Writing is one of the most influential creations of human civilization. As a country with a long history, China has a large number of ancient books and cultural relics. The ancient characters carried on them are essential materials for today’s historical research. With the development of the times, researchers have begun digitalizing these materials in order to better preserve and facilitate future research. Text annotation is an essential part of digitalization. It used to be done manually, requiring corresponding professional knowledge and sufficient time and effort. Using computers to complete the detection and recognition task of ancient writing can effectively improve work efficiency and accuracy.

Text detection is one of the object detection applications in which an algorithm predicts the location of text lines in an image with bounding boxes and gives a confidence score to the box. It is often used for Optical Character Recognition (OCR) along with text recognition. Traditional text detection algorithms use handcrafted features to detect the text1,2. These methods rely on artificially designed feature descriptor, which has a poor performance in detecting blurry texts or diverse handwriting. With the rapid development of deep learning algorithms, neural network-based feature extraction methods gradually replaced handcrafted features. Some scholars proposed algorithms relying on Convolutional Neural Network (CNN) which achieved good performance in modern text detection. However, ancient text pictures have the characteristics of serious background noise, different text scales, and complicated fonts, which differs from modern Chinese writing or other languages.
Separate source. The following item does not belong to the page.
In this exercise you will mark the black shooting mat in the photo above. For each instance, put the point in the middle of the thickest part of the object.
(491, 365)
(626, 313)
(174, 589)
There are still few studies about ancient Chinese text detection. In this paper, we proposed a method based on Swin Transformer3 and Mask R-CNN4. The procedure of the algorithm is shown in Figure 1. The method takes advantage of Swin Transformer’s powerful feature extraction ability on dense objects and uses Mask R-CNN to predict the location of text bounding boxes. The main contributions of this paper are as follows:

  • (1) Inspired by soft-NMS5, we put forward a new non-maximum suppression (NMS) algorithm for text detection called text-NMS, which can process overlapping bounding boxes more accurately.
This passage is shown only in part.